Encourage Oregon lawmakers to co-sponsor the Recovering America's Wildlife Act
In Oregon — as in most states — wildlife management funding comes from hunting and fishing license fees, and is spent on managing species that are hunted or fished.
Yet 88 percent of Oregon's species are considered non-game, and so receive just 2 percent of that funding. Conservation organizations like the Oregon Zoo help make up for the lack of state resources to protect wildlife, but these efforts are insufficient to safeguard imperiled species and habitats.
In 2016, the bipartisan Recovering America's Wildlife Act was introduced in Congress. It would provide $1.3 billion annually for wildlife conservation by reallocating a small portion of existing fees on energy and mineral development. The money would be distributed to states to support non-game species programs.
We've asked our Congressional delegation to support this legislation, and you can too!
Please take a moment to send a friendly email to Oregon lawmakers, expressing your support for this effort to protect wildlife.
As an Oregonian and wildlife advocate, I would like to voice my support for the Recovering America's Wildlife Act, which will help secure a permanent source of funding to protect species in greatest need of conservation action.
State fish and wildlife agencies have identified 12,000 species in greatest need for conservation action, yet there is no dedicated stream of conservation funds for the thousands of wildlife species that aren't hunted or fished.

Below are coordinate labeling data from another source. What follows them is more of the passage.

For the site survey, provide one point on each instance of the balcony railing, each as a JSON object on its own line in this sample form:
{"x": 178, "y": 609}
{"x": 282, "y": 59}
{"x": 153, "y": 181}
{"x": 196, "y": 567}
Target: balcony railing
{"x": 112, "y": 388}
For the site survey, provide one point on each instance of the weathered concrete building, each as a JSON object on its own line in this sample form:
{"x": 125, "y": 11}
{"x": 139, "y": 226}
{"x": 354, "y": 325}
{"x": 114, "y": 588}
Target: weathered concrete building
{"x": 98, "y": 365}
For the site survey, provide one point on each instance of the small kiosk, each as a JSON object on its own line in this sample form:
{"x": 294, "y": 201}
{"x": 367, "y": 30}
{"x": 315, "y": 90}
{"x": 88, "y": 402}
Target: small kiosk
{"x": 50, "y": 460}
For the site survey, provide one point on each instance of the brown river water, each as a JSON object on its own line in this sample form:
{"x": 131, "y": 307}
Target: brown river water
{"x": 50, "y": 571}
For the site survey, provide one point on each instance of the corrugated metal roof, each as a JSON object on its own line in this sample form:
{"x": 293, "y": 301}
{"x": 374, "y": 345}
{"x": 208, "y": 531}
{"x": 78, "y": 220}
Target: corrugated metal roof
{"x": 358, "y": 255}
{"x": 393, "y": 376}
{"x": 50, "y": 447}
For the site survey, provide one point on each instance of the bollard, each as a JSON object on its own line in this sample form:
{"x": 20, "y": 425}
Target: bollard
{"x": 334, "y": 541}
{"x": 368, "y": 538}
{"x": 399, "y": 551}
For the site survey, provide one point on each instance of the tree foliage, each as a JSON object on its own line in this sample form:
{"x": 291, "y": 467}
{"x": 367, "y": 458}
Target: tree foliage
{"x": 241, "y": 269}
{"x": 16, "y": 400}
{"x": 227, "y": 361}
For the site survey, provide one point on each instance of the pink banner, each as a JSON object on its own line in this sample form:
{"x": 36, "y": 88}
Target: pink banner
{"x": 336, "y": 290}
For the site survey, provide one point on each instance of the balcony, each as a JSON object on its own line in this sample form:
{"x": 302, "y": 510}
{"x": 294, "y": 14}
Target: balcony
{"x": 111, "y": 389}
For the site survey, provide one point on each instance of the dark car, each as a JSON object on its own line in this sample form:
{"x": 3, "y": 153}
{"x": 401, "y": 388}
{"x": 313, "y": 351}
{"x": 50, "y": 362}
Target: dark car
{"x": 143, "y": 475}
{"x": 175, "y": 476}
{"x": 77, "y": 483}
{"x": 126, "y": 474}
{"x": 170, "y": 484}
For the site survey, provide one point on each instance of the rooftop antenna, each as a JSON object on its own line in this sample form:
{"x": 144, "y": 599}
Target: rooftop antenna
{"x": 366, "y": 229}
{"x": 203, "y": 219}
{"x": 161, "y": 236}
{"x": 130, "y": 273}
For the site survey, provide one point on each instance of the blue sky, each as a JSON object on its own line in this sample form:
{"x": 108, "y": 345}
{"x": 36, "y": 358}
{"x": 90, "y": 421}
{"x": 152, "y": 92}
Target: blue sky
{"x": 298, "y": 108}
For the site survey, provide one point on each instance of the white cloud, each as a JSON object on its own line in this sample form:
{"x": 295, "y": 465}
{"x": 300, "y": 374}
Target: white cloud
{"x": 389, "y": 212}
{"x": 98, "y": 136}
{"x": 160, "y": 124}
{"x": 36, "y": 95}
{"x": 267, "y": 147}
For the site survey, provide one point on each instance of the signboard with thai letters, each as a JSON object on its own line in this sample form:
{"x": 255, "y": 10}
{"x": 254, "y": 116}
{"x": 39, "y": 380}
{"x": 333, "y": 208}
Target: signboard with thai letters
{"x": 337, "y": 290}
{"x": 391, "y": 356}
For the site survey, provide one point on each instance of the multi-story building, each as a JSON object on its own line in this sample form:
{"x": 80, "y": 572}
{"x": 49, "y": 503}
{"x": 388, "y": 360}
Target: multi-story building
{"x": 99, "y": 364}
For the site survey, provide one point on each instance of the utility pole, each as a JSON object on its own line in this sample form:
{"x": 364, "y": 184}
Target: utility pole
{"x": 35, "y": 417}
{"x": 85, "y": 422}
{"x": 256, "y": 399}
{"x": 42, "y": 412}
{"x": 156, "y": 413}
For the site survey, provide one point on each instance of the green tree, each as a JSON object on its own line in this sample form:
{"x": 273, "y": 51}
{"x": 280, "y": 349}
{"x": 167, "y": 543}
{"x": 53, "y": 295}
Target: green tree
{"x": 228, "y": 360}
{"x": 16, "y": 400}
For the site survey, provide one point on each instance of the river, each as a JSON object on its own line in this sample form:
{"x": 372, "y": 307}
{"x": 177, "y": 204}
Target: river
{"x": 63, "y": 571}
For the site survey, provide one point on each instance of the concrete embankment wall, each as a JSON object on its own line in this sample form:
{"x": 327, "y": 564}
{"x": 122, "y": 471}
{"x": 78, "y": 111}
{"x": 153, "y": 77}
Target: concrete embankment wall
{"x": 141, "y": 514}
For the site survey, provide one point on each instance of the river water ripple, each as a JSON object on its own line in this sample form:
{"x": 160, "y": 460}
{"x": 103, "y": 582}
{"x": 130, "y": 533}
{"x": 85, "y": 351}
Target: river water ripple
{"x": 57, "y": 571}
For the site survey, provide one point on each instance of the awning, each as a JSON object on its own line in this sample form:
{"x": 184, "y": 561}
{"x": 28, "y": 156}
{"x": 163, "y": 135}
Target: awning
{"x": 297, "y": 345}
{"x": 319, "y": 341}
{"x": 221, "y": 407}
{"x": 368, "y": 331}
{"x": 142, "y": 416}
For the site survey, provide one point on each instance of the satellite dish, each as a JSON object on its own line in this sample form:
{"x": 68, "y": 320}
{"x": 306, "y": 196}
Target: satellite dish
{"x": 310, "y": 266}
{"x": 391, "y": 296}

All Oregonians are affected by this lack of funding. Often, no conservation action is taken until a species is listed under the Endangered Species Act. By then, recovery becomes more challenging and costly, with more severe human impacts.
The Recovering America's Wildlife Act would provide $1.3 billion annually in energy and mineral development revenue for wildlife conservation in the United States. The funds would be distributed to states largely to support underfunded non-game species programs.
A coalition of diverse interests — including energy sector, outdoor recreation and wildlife conservation — agreed that this approach would mutually benefit America's industries and agencies, as well as our shared fish, wildlife, and economic heritage.
Today, this investment is more important than ever. The Recovering America's Wildlife Act is a potential game-changer for Oregon's people and wildlife.